AI agents are having a moment. Multi-agent systems, autonomous teams, self-improving swarms—every week brings another framework promising to build the next generation of AI applications. But DEV.to contributor Jaideep Parashar has spent considerable time experimenting with these architectures and arrived at an uncomfortable conclusion: most of them are wildly overengineered.

The Complexity Trap

Parashar describes a pattern he's seen repeatedly in production systems. Builders want to create something straightforward—read PDFs, extract information, store embeddings, answer questions—and somehow end up with six separate agents (Research Agent, Planner Agent, Retriever Agent, Memory Agent, Answer Agent, Reviewer Agent) connected by complex state management, retry logic, and memory synchronization. The same problem, he argues, can often be solved with a simple pipeline: PDF → Chunk → Embed → Vector DB → LLM → Response. No orchestration overhead. No agent armies.

Hidden Costs Pile Up Fast

The author breaks down exactly what each additional agent costs in practice: more prompts mean more tokens flying to the API, more latency as execution chains grow longer, and critically, more hallucination opportunities where one bad output propagates downstream into subsequent agents. Debugging becomes a nightmare—tracing failures through six different prompt templates across multiple service calls is nobody's idea of a good time. Infrastructure complexity explodes too: memory management, orchestration layers, retry handlers, monitoring dashboards. What started as a simple document Q&A app suddenly requires the engineering effort of a distributed system.

Where Agents Actually Make Sense

Parashar isn't dismissing agents entirely. He identifies legitimate use cases where multi-agent architectures earn their complexity: long-running tasks like autonomous coding loops or multi-site research operations, systems requiring genuine decision-making with conditional branching logic, human-in-the-loop workflows where approval gates matter, and scenarios demanding collaboration across multiple tools—email, GitHub, Slack, databases, web search simultaneously.

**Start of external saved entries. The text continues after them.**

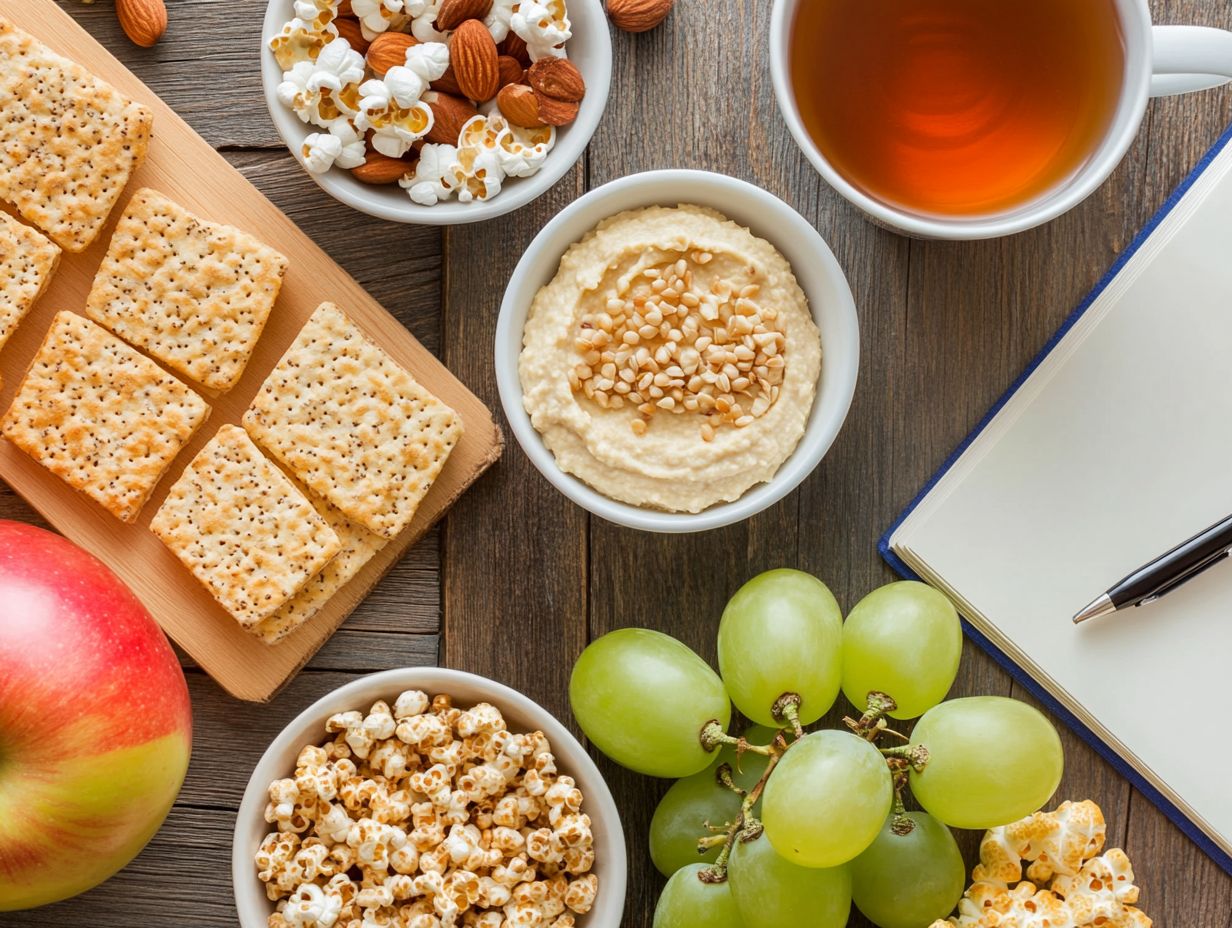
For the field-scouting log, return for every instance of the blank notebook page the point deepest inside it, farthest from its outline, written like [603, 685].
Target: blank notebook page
[1115, 449]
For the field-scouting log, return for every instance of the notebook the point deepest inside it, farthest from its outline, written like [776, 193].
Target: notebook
[1115, 445]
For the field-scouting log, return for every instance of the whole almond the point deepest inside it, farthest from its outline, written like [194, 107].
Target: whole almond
[557, 78]
[555, 112]
[453, 12]
[638, 15]
[381, 169]
[143, 21]
[450, 113]
[520, 106]
[511, 70]
[474, 57]
[349, 28]
[388, 51]
[515, 47]
[447, 83]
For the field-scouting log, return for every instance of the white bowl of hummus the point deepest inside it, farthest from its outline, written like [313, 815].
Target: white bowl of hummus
[676, 350]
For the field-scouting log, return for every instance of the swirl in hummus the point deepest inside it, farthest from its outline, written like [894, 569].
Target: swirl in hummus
[672, 362]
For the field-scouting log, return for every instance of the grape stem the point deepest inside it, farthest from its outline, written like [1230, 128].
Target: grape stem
[745, 826]
[786, 709]
[914, 754]
[713, 736]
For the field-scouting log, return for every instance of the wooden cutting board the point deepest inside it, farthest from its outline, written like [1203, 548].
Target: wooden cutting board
[182, 165]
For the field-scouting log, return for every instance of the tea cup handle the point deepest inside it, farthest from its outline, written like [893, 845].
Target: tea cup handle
[1190, 58]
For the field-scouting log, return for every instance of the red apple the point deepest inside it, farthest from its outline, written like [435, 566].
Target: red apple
[95, 722]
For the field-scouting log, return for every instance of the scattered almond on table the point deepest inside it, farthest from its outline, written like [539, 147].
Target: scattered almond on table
[638, 15]
[144, 21]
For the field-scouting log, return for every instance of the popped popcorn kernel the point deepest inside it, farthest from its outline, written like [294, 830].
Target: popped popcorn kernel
[444, 818]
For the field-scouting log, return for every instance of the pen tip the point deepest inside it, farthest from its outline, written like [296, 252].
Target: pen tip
[1097, 608]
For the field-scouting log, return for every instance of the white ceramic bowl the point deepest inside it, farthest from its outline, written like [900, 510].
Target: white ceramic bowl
[769, 217]
[589, 48]
[466, 689]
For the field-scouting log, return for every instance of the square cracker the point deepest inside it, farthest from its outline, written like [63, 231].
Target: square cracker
[68, 141]
[352, 424]
[243, 529]
[27, 260]
[359, 547]
[102, 417]
[194, 293]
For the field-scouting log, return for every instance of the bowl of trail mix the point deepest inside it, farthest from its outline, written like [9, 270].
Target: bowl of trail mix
[425, 797]
[436, 111]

These are problems where the overhead pays for itself.

Key Takeaways

  • Simple AI applications (document Q&A, meeting summaries, code review) are usually deterministic workflows, not autonomous systems
  • Every extra agent adds tokens, latency, hallucination risk, and debugging complexity
  • Start with a workflow before adding agents—not because Twitter hype says agents are the future
  • Use multi-agent architectures only when problems genuinely require decision trees or tool coordination

The Bottom Line

The software industry has seen this pattern before: microservices, Kubernetes, event-driven everything—teams adopting complex patterns before they actually needed them. Parashar's rule of thumb is solid engineering instinct: workflow first, agent second, multi-agent last. Users don't care if your app has twelve agents orchestrating in parallel. They care that it works—and simplicity remains the most underrated feature in production systems.